Возвышенное и земное - Вейс Дэвид. Страница 134
Вольфганг смешался – ведь он обещал Папе, но как отказать Ветцлару, самому преданному другу, и разве нельзя при этом назвать сына Леопольдом? Пока он колебался, Ветцлар сам за него решил:
– Спасибо, Вольфганг, теперь у вас есть маленький Раймунд, – и поцеловал младенца.
Итак, младенец был назван Раймундом Леопольдом Моцартом, и Вольфганг написал Папе, объяснив, почему вынужден был так сделать, и добавил:
«Второе его имя Леопольд, и все говорят, что он моя копия, я полагаю, это должно вас порадовать».
70
Убедившись, что Раймунд Леопольд находится под надежным присмотром своей кормилицы в пригороде Вены, в Нейштифте, Вольфганг и Констанца отправились в Зальцбург. Оба не уверены были, правильно ли поступают, оставляя младенца в чужих руках, но госпожа Вебер уговорила их. Месячный ребенок не выдержит путешествия, а у опытной кормилицы, которая содержит специальный дом для младенцев, он будет прекрасно развиваться. Так уж принято растить детей – ее дети росли точно так же, ну и потом, она непременно будет сама присматривать за малышом.

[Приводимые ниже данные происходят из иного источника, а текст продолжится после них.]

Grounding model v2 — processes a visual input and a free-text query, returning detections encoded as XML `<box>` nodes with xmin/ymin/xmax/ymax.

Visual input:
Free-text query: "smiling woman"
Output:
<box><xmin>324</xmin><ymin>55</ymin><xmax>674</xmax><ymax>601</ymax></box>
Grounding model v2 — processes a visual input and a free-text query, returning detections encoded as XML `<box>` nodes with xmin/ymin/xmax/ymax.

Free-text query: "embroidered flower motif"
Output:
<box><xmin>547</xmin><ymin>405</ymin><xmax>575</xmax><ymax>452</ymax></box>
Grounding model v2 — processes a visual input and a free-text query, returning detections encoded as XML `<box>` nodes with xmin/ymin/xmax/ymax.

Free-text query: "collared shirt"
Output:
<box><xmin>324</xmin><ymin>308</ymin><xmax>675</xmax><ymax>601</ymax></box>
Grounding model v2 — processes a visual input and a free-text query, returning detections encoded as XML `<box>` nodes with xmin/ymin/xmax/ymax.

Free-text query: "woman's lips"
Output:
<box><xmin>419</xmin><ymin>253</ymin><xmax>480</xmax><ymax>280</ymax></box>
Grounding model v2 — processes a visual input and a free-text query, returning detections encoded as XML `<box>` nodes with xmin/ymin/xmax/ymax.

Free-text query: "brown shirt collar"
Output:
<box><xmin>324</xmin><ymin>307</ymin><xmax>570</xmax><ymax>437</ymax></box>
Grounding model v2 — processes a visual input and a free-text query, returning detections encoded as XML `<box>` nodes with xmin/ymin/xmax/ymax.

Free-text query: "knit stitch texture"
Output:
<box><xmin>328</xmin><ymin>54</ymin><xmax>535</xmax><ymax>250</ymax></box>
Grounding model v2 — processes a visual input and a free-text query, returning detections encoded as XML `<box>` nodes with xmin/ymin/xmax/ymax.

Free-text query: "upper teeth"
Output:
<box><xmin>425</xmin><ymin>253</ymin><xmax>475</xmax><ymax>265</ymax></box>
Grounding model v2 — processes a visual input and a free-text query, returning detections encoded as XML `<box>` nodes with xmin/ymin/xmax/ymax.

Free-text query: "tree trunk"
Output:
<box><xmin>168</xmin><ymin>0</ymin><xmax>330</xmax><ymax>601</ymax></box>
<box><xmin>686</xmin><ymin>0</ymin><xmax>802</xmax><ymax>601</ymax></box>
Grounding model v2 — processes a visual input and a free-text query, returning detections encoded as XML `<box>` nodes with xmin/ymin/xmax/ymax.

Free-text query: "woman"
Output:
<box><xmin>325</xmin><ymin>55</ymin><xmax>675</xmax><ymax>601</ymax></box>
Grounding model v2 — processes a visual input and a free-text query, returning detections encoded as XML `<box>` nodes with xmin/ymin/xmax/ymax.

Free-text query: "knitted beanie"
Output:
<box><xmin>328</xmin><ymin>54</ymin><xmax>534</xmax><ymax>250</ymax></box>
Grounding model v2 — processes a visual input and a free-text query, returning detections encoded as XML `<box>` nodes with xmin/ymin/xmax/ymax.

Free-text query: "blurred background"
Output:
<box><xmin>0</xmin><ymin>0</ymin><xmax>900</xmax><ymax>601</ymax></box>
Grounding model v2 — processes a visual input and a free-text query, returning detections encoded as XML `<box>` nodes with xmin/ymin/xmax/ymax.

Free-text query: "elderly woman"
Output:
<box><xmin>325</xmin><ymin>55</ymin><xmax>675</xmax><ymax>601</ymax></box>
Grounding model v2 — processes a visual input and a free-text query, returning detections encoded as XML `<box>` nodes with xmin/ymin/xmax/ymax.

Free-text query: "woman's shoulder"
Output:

Окрестности Зальцбурга очень понравились Констанце, но от страха ее бросало то в жар, то в холод. Вольфгангу хорошо – он едет домой, она же, по мере того как приближалась встреча с его родными, испытывала все большую тревогу и неуверенность в себе. Горы остались позади, карета затряслась по Линцерштрассе, и Констанца увидела крепость Гогензальцбург на вершине Монхсберга – словно железная корона, крепость увенчивала город.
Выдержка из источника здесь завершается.